Пуля от старого английского «бура» впиндюрилась в камень, рядом с которым он лежал, щелкнула звонко и швырнула в лицо лейтенанту каменную крошку. Получилось, как хлесткая женская пощечина.
«Какое тут наблюдать!» — скрипел зубами Курдюк. Он упал неудачно: бронежилет, не закрепленный тесемками, встрепенулся крыльями и хряпнулся ему на затылок, накрыв голову, как канализационным люком. Ага, противник! Своей руки не увидишь! Кровь выплеснулась в голову, в ушах зазвенело. Баклуха, находившийся выше и правее Нефедова, различил сквозь трескотню автоматов тяжелый тенор пулемета. Ага, старшина уже лупит вовсю! А что ж я сплю? И давай поливать скалы. Куда попало, не глядя, главное, чтобы погуще, поплотнее, чтобы наши свинцовые шмели забодали духовских шмелей, чтобы своими тупыми головками уперлись в их головки и — муу! Назад их, назад!
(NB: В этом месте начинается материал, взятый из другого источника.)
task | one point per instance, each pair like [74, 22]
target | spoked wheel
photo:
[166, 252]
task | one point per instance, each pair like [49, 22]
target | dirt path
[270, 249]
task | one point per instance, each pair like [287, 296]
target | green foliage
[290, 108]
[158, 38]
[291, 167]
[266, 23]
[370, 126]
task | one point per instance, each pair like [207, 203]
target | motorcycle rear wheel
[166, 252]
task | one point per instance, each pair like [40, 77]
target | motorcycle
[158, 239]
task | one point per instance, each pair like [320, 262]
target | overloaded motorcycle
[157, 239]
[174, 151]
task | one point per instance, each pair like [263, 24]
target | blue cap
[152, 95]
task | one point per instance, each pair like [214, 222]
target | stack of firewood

Черненко не стрелял, лежал неподвижно, изо всех сил прижимая голову к земле. Он будто бодал планету, выталкивал ее с орбиты. Не в меня, не в меня! — молился он, кривя лицо. Все тело дрожало. Он видел перед собой розовый затылок Гнышова. Это хорошо, что Гнышов лежит перед ним. Гнышов сейчас вроде мешка с песком… Поганые, поганые мысли, но никто их не читает, не слышит. Так уж получилось, что Гнышов упал на метр впереди, Черненко в этом не виноват. А умирать сейчас нельзя. Дембель на носу. Столько раз ползал под обстрелом, сколько раз рядом с ним подрывались на минах бойцы, разрывало в клочья «бэшки» и бэтээры, столько раз он таскал раненых, но как-то исхитрялся уворачиваться, сохранять себя. Но понимает же, что шансы выкрутиться, уцелеть с каждым днем падают, что судьбе уж наверняка надоело такое однообразие, и довернет она пульку в его сторону или заставит приподнять голову, чтоб остановить лбом ее полет, и так противно от этих мыслей, от ожидания, что даже тошнит, выворачивает, и реветь бегемотом хочется, и плакать от обиды — не хочу, не хочу, блин! ужас, как не хочу, но по закону подлости сбудется это, сбудется точно, как ни крути! Черненко даже не понял, что плачет; слезы текли по его лицу, а он думал, что это пот.